This is a fun but challenging problem set. It will test your python skills, as well as your understanding of the material in class and in the readings. Start early and debug often! Some notes:

* Part 1 is meant to be easy, so get through it quickly.
* Part 2 (especially 2.1) will be difficult, but it is the lynchpin of this problem set to make sure to do it well and understand what you've done. If you find your gradient descent algorithm is taking more than a few minutes to complete, debug more, compare notes with others, and go to the Lab sessions (especially the sections on vectorized computation and computational efficiency).
* Depending on how well you've done 2.1, parts 2.3 and 4.3 will be relatively painless or incredibly painful. 

* Part 4 (especially 4.3) will be computationally intensive. Don't leave this until the last minute, otherwise your code might be running when the deadline arrives.
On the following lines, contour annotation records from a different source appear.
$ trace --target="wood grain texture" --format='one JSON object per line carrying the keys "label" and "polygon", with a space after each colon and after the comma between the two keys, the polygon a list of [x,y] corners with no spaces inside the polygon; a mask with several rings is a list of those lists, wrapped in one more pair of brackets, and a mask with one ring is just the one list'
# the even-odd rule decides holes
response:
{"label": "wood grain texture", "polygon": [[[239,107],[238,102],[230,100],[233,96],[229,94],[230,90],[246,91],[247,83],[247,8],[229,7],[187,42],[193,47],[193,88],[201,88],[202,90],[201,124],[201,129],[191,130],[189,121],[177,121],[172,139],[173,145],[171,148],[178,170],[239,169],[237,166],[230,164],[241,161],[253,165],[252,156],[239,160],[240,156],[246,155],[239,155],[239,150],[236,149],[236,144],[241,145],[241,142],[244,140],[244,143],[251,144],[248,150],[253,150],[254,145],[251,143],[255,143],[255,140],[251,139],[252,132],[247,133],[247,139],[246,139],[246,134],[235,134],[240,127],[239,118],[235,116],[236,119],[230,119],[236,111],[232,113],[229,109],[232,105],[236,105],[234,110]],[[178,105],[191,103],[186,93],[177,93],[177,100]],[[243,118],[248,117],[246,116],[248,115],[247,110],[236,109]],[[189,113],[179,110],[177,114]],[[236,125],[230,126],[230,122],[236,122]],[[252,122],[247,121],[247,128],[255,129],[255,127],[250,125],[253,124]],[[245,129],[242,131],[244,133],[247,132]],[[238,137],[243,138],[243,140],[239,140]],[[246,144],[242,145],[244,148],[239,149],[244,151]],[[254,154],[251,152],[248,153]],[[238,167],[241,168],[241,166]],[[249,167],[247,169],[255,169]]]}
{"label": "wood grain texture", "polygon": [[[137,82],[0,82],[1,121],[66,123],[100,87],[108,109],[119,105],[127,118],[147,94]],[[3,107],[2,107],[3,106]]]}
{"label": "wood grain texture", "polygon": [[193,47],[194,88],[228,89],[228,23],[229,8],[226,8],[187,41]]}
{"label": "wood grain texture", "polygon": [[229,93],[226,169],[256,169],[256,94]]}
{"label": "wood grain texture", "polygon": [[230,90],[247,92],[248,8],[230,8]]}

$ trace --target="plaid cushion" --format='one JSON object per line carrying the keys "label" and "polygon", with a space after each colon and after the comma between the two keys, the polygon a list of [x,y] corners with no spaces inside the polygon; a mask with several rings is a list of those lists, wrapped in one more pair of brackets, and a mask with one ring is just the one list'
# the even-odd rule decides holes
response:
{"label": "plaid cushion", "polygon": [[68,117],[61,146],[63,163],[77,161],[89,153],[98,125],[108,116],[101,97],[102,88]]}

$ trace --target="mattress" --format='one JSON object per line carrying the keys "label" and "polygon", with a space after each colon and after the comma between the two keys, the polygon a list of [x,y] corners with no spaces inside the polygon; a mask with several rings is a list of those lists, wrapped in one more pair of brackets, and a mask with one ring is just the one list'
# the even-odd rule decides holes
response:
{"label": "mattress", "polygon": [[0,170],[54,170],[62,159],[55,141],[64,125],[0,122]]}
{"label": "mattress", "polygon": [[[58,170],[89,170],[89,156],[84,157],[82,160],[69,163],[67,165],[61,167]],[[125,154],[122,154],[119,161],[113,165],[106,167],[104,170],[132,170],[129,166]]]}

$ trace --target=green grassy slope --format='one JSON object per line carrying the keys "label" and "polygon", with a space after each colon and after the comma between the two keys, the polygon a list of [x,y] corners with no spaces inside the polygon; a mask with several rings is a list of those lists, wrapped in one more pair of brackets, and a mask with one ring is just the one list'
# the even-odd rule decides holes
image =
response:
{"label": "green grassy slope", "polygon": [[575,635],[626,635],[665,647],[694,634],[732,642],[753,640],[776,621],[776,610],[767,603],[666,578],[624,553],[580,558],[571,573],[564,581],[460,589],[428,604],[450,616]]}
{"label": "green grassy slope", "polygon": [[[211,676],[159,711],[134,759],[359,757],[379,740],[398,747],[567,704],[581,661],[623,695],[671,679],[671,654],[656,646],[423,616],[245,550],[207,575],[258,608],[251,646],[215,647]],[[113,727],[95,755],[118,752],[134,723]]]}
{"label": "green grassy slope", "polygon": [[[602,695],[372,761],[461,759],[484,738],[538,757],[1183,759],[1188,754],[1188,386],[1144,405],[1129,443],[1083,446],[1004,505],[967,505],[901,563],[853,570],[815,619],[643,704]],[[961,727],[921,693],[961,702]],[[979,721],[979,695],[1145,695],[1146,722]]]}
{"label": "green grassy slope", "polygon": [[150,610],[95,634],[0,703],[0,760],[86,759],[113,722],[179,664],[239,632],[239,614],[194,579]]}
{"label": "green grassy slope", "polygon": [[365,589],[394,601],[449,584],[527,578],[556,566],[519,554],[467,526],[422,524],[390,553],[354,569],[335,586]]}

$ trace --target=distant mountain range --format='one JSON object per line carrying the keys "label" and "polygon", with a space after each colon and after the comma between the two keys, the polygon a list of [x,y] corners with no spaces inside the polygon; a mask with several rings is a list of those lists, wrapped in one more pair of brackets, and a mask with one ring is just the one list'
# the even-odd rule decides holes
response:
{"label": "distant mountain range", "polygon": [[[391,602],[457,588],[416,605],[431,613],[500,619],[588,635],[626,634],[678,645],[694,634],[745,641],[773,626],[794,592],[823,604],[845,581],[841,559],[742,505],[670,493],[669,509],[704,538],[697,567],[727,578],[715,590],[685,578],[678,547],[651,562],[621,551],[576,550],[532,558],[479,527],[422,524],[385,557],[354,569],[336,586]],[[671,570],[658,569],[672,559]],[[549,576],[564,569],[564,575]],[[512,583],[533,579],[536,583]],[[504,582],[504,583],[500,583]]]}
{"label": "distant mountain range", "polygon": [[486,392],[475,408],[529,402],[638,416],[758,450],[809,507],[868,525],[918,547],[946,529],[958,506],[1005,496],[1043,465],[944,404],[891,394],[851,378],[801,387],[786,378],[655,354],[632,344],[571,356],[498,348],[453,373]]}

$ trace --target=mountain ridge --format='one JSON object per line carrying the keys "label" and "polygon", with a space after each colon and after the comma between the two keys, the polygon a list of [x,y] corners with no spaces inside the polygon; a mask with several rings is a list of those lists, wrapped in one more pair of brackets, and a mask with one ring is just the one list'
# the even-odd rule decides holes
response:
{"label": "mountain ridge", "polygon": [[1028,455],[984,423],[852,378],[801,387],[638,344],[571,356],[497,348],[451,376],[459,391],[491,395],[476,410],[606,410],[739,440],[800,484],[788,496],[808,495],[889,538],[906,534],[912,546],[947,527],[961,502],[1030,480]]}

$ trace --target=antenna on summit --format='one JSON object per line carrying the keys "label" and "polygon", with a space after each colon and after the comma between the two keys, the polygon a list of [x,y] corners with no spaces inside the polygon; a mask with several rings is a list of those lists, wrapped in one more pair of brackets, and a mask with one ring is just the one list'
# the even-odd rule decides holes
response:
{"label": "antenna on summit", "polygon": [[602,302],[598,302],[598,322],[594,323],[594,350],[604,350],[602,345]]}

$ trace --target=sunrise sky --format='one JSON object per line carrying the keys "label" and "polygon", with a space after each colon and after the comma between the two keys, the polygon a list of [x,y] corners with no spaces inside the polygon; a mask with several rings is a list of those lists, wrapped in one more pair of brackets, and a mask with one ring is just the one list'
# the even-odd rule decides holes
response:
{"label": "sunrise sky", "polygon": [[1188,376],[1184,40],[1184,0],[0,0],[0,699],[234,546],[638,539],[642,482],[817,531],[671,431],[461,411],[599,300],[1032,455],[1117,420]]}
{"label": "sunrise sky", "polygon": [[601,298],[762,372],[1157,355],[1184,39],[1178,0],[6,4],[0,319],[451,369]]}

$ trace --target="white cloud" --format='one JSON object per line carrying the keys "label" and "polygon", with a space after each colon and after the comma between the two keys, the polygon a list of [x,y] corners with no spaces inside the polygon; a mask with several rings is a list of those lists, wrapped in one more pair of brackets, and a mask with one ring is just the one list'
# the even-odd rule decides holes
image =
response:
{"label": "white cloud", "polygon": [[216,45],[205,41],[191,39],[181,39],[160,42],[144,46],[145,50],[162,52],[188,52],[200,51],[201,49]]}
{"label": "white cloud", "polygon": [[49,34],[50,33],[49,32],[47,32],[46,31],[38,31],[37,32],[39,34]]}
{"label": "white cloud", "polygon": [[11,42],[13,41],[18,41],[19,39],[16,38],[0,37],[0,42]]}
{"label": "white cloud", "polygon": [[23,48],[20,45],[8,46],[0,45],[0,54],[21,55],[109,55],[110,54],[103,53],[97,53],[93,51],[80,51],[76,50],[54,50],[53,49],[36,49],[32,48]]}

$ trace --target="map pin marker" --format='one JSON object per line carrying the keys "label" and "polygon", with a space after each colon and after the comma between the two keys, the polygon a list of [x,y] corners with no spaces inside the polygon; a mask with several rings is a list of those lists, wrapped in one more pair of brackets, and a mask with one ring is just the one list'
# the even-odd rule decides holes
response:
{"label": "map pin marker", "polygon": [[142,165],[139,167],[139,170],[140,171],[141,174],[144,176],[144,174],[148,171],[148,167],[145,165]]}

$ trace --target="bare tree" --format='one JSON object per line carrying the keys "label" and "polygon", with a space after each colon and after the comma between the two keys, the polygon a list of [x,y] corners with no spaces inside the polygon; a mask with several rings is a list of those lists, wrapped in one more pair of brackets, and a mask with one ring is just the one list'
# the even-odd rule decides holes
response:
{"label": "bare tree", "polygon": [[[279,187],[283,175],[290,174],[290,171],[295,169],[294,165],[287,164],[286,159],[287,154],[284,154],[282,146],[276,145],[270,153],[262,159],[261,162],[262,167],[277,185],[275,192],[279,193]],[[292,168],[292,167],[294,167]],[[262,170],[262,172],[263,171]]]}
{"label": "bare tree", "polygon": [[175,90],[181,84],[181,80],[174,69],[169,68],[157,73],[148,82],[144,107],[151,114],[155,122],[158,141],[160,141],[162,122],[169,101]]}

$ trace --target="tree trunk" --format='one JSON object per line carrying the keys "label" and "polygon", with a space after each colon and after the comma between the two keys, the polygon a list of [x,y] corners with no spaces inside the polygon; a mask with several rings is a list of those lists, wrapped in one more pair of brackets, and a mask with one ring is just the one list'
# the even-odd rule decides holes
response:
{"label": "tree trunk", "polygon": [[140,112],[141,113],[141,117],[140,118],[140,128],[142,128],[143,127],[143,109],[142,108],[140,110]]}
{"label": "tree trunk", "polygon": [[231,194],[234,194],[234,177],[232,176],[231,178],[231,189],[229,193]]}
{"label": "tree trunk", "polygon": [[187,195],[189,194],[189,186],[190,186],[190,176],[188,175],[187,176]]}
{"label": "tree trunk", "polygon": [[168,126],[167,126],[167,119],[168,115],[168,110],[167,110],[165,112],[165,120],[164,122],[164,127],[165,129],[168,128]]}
* Do the extra credit problems last. This can help you increase your scores

---

## Introduction to the assignment

As with the last assignment, you will be using the [Boston Housing Prices Data Set](https://archive.ics.uci.edu/ml/machine-learning-databases/housing/housing.names).

In [None]:
import IPython
import numpy as np
import scipy as sp
import pandas as pd
import matplotlib
import sklearn

%matplotlib inline  
import matplotlib.pyplot as plt  
import statsmodels.api as sm
from sklearn.linear_model import LinearRegression
from sklearn.metrics import mean_squared_error
import statsmodels.formula.api as smf


In [None]:
# Load you data the Boston Housing data into a dataframe
# MEDV.txt containt the median house values and data.txt the other 13 features
# in order ["CRIM", "ZN", "INDUS", "CHAS", "NOX","RM","AGE","DIS","RAD","TAX","PTRATIO","B","LSTAT"]
# Your code here

---

## Part 1: Getting oriented


### 1.1 Use existing libraries

Soon, you will write your own gradient descent algorithm, which you will then use to minimize the squared error cost function.  First, however, let's use the canned versions that come with Python, to make sure we understand what we're aiming to achieve.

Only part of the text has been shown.